Earlier this month, leaked emails from former Secretary of State Colin Powell on DCLeaks.com revealed him calling Republican presidential nominee Donald Trump a “national disgrace” and accusing Mrs. Clinton of “unbridled ambition” and being “greedy, not transformational.”
German officials said last week that hackers have sought to infiltrate computer systems of several German political parties. Two officials familiar with the investigation say there is evidence Fancy Bear was involved in the attempted German hack.
Longtime Russia analysts say its goal in the U.S. might be to attack the basic credibility and reputation of institutions such as the military, election system, political parties and the federal government more broadly.
Russian President Vladimir Putin has said disclosure of U.S. records is a public service.

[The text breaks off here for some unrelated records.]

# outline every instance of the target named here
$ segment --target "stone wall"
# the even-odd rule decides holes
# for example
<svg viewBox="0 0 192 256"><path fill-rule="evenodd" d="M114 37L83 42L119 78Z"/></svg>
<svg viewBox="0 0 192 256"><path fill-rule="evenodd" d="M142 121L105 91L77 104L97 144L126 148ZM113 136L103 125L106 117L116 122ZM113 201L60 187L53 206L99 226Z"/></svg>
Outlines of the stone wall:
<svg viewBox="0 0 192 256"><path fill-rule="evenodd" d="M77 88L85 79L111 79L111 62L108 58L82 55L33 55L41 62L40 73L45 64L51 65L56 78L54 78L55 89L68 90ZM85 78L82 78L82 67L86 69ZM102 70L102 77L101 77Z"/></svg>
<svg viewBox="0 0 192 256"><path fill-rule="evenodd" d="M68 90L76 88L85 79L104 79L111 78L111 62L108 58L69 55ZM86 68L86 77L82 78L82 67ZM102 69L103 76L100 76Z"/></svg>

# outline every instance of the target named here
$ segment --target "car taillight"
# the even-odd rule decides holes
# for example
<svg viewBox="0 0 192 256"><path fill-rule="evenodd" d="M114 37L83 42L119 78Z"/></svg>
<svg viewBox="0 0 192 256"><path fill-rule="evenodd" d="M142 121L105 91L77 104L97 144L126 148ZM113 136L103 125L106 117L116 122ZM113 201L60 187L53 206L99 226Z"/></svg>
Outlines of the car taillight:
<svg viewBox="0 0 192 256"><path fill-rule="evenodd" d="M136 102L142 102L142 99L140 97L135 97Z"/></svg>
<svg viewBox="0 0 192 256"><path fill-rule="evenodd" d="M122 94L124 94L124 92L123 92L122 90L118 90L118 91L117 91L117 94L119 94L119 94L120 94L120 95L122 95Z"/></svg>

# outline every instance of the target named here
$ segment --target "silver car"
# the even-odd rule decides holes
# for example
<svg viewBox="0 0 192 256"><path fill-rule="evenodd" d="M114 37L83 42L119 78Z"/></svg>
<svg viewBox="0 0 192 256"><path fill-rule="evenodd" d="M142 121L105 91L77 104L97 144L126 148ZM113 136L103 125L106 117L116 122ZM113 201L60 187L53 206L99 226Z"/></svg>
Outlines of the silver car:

He has denied involvement in the hacks, and Russian officials have said they don’t interfere in the democratic process in other countries.
In August, Russian Foreign Minister Sergei Lavrov said critics were falsely trying to pin offenses on Moscow.
“We can hear and see Russophobia, which is off the charts in the U.S. media,” Mr. Lavrov said. “We are portrayed as a global villain and the enemy of the United States and the entire progressive world.”
Signs of an escalating strategy emerged in April when DCLeaks.com published batches of emails stolen from U.S. Air Force Gen. Philip Breedlove, then the top military commander of the North Atlantic Treaty Organization.
Gen. Breedlove was one of the U.S. government’s biggest Russia critics, warning openly about the country’s aggression toward Ukraine and the West while other U.S. leaders were taking a lower-key approach.
He realized his Facebook, LinkedIn and Gmail accounts had been hacked when friends started receiving strange messages purporting to be from him. Then he found out that DCLeaks.com posted dozens of his emails.
From the start, Gen. Breedlove had little doubt that Russia was behind the intrusion. “A major world power has turned its cyber force onto private individuals and is now pouring out private accounts and emails to affect U.S. policy,” he said in an interview with the Journal. He retired this summer.
In June, cybersecurity company CrowdStrike Inc. said Fancy Bear and Cozy Bear had penetrated the Democratic National Committee. The next day, Guccifer 2.0 published stolen records from the DNC. Three days later, the hacker disclosed DNC financial reports and donor data.
WikiLeaks published more than 19,000 DNC emails in July. Debbie Wasserman Schultz, a Florida congresswoman, resigned as chairwoman of the DNC after some of the emails showed DNC officials had worked to undermine the underdog presidential campaign of Vermont Sen. Bernie Sanders.
Democratic Party officials say they expect more leaks before Election Day.
“This is the continuity of spy games and trolling and phishing for what the Russians call kompromat—compromising information—that has gone on for decades,” says Matthew Rojansky, director of the Kennan Institute at the Woodrow Wilson International Center for Scholars.
U.S. and European officials say they believe Russia is mastering a form of “hybrid warfare” that includes military tactics, disinformation, secret operatives and cyberattacks. Last week’s comments by Mr. Clapper could represent an initial step by the Obama administration to confront Russia more directly about the government’s suspected involvement in cyberintrusions.
While Russia has a long history of meddling in elections and other operations of neighboring countries, some longtime Russia analysts have been surprised by Moscow’s apparent brazenness to target America.
But other analysts and experts said hacking is just a new way for countries around the world to try to gain an advantage.
“If it is Putin who is responsible, this is the way governments operate,” said Harlan Ullman, a member of the advisory board to the Supreme Allied Commander Europe, NATO’s military leader in the region. Some of his emails to Gen. Breedlove were leaked by DCLeaks.com in April.